Grazie...

... a quelli che partono con la voglia di stare, a quelli che vivono il Vangelo prima di predicarlo,
a quelli che non smetteranno mai di sognare, a quelli che l'Amore è solo con la maiuscola,
a quelli che si accettano come sono, a quelli che piangono ad ogni partenza,
a quelli che Africa e Gioia si confondono ogni giorno, a quelli che vivono di emozioni,
a quelli che non smettono di camminare, a quelli che non si abbandonano mai,
a quelli che pregano, a quelli che sul piedistallo non ci vogliono stare, a quelli che Dio non è morto,
a quelli che si vive anche senza moda, a quelli che pensano con il cuore,
a quelli che non scelgono per comodità, a quelli che soffrono e poi ti guardano negli occhi più ricchi di prima,
...e anche a quelli che "Gianpi ci hai rotto con questi ringraziamenti"

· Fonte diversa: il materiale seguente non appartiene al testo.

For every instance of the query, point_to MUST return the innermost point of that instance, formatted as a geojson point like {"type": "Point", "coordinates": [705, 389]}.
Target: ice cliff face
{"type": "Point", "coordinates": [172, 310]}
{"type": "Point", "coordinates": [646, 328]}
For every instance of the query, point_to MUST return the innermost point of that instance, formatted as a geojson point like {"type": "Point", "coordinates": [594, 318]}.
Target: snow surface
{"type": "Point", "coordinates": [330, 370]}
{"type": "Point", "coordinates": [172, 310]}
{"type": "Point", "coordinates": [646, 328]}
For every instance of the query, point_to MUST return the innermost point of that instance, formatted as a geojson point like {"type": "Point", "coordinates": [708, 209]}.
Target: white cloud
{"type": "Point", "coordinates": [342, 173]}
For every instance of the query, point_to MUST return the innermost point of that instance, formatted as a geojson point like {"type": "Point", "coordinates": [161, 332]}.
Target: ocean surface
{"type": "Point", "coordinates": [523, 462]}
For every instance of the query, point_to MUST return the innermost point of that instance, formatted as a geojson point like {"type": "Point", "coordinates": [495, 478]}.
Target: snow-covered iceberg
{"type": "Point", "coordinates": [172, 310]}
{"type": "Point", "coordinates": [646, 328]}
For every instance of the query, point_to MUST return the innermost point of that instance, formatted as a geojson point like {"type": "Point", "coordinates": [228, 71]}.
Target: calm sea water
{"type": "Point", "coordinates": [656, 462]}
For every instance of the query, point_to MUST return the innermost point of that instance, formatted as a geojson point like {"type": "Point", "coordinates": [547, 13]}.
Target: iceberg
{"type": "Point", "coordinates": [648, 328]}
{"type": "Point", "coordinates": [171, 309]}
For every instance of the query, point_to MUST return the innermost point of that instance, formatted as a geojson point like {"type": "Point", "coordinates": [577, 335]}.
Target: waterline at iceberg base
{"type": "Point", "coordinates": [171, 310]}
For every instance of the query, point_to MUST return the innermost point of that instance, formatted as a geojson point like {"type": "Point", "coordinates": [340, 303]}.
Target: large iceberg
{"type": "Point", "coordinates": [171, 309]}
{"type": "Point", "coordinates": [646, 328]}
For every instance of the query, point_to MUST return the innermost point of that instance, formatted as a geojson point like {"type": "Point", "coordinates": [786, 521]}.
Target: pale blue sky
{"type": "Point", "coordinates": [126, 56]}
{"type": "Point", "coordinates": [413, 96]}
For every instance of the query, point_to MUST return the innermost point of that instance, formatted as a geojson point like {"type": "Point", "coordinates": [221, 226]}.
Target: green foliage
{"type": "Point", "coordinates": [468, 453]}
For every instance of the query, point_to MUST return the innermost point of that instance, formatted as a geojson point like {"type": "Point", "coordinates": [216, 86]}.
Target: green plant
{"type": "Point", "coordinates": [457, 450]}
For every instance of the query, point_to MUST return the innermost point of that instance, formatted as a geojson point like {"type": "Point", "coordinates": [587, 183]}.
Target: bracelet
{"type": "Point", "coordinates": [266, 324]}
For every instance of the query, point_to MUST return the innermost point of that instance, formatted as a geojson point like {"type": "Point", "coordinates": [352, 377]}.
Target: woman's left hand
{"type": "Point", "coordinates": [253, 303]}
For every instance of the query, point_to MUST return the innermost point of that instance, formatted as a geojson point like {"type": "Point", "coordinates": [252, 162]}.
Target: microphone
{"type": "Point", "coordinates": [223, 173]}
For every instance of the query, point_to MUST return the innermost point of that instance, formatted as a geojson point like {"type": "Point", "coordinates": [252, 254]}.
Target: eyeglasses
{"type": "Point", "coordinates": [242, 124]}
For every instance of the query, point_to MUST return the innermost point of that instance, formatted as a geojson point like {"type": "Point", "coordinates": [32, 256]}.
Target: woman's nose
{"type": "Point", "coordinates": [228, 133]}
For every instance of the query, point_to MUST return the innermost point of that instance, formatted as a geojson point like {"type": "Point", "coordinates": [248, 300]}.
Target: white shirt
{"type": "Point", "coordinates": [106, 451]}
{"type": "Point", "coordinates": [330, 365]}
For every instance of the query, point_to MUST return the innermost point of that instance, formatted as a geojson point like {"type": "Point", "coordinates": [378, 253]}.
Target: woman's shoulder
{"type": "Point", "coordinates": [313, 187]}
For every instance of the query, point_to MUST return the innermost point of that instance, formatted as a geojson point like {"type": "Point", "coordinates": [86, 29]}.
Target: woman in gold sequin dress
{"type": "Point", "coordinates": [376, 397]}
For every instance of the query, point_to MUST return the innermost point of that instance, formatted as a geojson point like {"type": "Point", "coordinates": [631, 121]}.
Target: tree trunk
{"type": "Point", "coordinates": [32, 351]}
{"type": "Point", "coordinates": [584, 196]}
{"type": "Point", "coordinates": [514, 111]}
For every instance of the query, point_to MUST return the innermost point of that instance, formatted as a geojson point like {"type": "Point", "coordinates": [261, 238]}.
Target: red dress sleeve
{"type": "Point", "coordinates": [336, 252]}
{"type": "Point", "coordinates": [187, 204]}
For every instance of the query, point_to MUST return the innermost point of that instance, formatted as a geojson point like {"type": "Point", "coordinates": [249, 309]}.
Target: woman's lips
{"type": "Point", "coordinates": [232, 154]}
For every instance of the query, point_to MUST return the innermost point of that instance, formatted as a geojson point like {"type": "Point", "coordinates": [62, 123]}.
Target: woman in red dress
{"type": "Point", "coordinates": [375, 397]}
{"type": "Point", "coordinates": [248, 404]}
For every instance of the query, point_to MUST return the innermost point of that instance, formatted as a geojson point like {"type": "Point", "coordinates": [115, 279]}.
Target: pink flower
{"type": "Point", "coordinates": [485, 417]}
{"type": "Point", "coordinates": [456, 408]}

librarsi ad una spanna da terra

Molti di noi si saranno chiesti almeno una volta “Dove stiamo andando?”, “Cosa abbiamo dentro che ci spinge?”, “Cosa mi cucino per cena?”. Interrogativi che prima o poi fanno sentire il bisogno di una risposta per poter andare avanti, e anche per non andare a dormire affamati.
Per me sono domande sempre molto forti, forse perché non ho ancora capito nulla della vita, forse perché sono stanco di far cena con una tazza di latte. Sono interrogativi che, alla fine, mi hanno portato ad una solo questione: se desidero capire il perché del mio agire, se voglio affrontare responsabilmente una decisione, devo aver chiaro chi e che cosa pongo al centro delle mie giornate.
Se si fa un viaggio “responsabile” in un paese del Sud del mondo, è difficile non incappare in progetti di aiuto e di cooperazione falliti, la maggior parte non riusciti proprio perché non costruiti sui bisogni della comunità o, meglio, perchè creati su bisogni che la comunità sentiva come non prioritari o non propri. Lo SVI ha ben chiaro questa problematica e ne riconosce i rischi. Un qualsiasi tipo di intervento esterno comporta un cambiamento dell’ambiente e della cultura della popolazione che si incontra. Perché sia un cambiamento duraturo e fruttuoso, il beneficiario va messo al centro di questo cambiamento fin dall’inizio. In caso contrario, i vantaggi apportati finiranno insieme al progetto: partiti gli operatori umanitari, si ritornerà alle condizioni di vita precedenti al progetto.
Proprio pochi giorni fa stavo parlando con mio zio, fidei donum in Costa d’Avorio dal 1985. Sentendomi dire che in Kenia le attività procedono ma si correva sempre senza mai riuscire a finire quanto programmato, mi ha detto con tutta la sua calma e pazienza: “GUARDA CHE L’AFRICA NON LA CAMBIEREMO CERTO NOI”. Questa frase gira e rigira nella mia testa… se il popolo africano, e come esso qualsiasi popolo oppresso, vivrà un cambiamento reale e forte verso una condizione migliore, sarà perché lo ha voluto e lo ha scelto lui. Noi possiamo solamente accompagnarlo ed educarlo. Educarlo che non vuol dire farlo depositario delle nostre conoscenze, ma EDUCARLO CON IL FINE DI SVILUPPARE NEL POPOLO UNA PROPRIA CONOSCENZA CRITICA, DI FAR EMERGERE LE COSCIENZE PERCHÉ DIVENTINO PROTAGONISTE NELLA REALTÀ, DI FAR ACQUISIRE LA CAPACITÀ DI PENSARE E DI AGIRE.
A questo scopo noi operatori, NOI VOLONTARI CHE VIVIAMO SU QUESTA LINEA DI CONFINE, DOBBIAMO AVERE IL CORAGGIO DI METTERCI DA PARTE, DI AVERE FIDUCIA E DI CREDERE NELL’UOMO E NELLE SUE CAPACITÀ. Noi i primi a provare amore per l’uomo (e qui spero che la mia morosa non fraintenda)
Così l’incontro diventa processo educativo e richiede il cambiamento di entrambe le parti in gioco. Amo fortemente questo atteggiamento, e voglio affermare che la relazione di aiuto diventa tale, piena e vera se ha come punti di inizio l’oppresso e il volontario: il primo nel riconoscere i propri bisogni per soddisfarli e potersi liberare, il secondo nell’assumere un atteggiamento radicale, un atto di amore in pienezza per camminare con e per il primo.